A chancela do presidente Jair Bolsonaro às solenidades foi divulgada na segunda-feira, 25 de março, por meio de pronunciamento do porta-voz da Presidência da República, Otávio Rêgo Barros. "O nosso presidente já determinou ao Ministério da Defesa que faça as comemorações devidas com relação a 31 de março de 1964, incluindo uma ordem do dia, patrocinada pelo Ministério da Defesa, que já foi aprovada pelo nosso presidente", declarou.
 
As recomendações da Procuradoria Regional dos Direitos do Cidadão (órgão do MPF/SP) foram enviadas ao Comando Militar do Sudeste e ao 8º Distrito Naval, situados na capital paulista, para que os comandantes não só deixem de promover as celebrações sugeridas por Bolsonaro, mas também impeçam que militares a eles subordinados façam parte de possíveis eventos do gênero. Além de inconstitucional, a participação de oficiais atentaria contra regulamentos disciplinares das Forças Armadas que vedam manifestações políticas de seus membros.
 
O MPF destaca que homenagens ao aniversário do golpe de 1964 contrariam o Estado Democrático de Direito, consagrado pela Constituição de 1988 com o reconhecimento da soberania popular. A Carta Magna traz expresso repúdio à tortura e à ação de grupos armados, civis ou militares, que visem à violação da ordem constitucional e da democracia. A repulsa a práticas ditatoriais está presente também no Ato das Disposições Constitucionais Transitórias (ADCT), que reconhece a ocorrência de atos de exceção durante o período do regime militar.
 
"O Presidente da República se submete à Constituição Federal e às leis vigentes, não possuindo o poder discricionário de desconsiderar todos os dispositivos legais que reconhecem o regime iniciado em 31 de agosto de 1964 como antidemocrático", ressalta o MPF. Segundo a Procuradoria, é preciso considerar "o dever do Estado Brasileiro não só de reparar os danos sofridos por vítimas de abusos estatais no mencionado período, mas também de não infligir a elas novos sofrimentos, o que é certamente ocasionado por uma comemoração oficial do início de um regime que praticou graves violações aos direitos humanos".
 
O MPF lembra ainda que a conduta da Presidência da República vai na contramão da postura adotada pelo próprio governo brasileiro nas recentes tratativas internacionais sobre a situação da Venezuela. Em janeiro, o Brasil assinou a Declaração do Grupo de Lima, pela qual os signatários exigiram o restabelecimento da democracia no país vizinho.
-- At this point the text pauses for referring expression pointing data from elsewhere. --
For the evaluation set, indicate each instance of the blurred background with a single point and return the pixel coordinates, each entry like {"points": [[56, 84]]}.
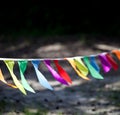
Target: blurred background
{"points": [[33, 29]]}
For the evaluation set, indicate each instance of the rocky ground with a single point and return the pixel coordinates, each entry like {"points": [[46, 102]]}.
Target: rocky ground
{"points": [[95, 97]]}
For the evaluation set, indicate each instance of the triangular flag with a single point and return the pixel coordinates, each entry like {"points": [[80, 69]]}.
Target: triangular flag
{"points": [[117, 53], [62, 72], [105, 63], [112, 61], [54, 73], [73, 64], [80, 66], [43, 81], [10, 65], [4, 81], [94, 64], [22, 67], [93, 72]]}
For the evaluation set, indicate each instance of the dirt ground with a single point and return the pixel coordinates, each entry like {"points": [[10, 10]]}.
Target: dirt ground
{"points": [[94, 97]]}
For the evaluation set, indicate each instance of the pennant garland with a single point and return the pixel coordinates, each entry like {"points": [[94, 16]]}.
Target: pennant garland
{"points": [[82, 65]]}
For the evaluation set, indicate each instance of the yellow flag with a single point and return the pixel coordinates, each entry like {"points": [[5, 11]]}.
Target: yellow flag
{"points": [[73, 64]]}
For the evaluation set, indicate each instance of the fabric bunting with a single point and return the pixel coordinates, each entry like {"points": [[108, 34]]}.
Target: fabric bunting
{"points": [[62, 72], [22, 67], [40, 76], [93, 72], [105, 63], [10, 65], [82, 65], [54, 73], [94, 63], [72, 62]]}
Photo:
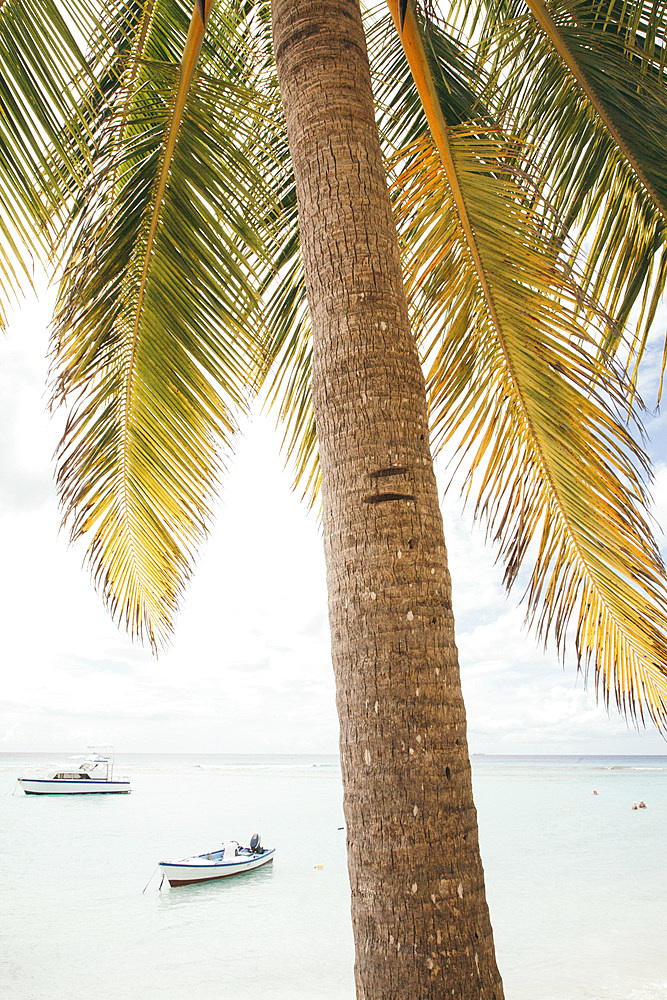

Antes, em junho de 2018, a representação brasileira na Organização dos Estados Americanos (OEA) já havia defendido que o país sob gestão de Nicolás Maduro fosse suspenso da instituição por violar os preceitos da Carta Democrática Interamericana.
 
Os destinatários das recomendações têm 48 horas para responder se acatam os pedidos. A requisição da Procuradoria Regional dos Direitos do Cidadão em São Paulo é parte de uma ação coordenada nacional, que reúne unidades do MPF em vários estados.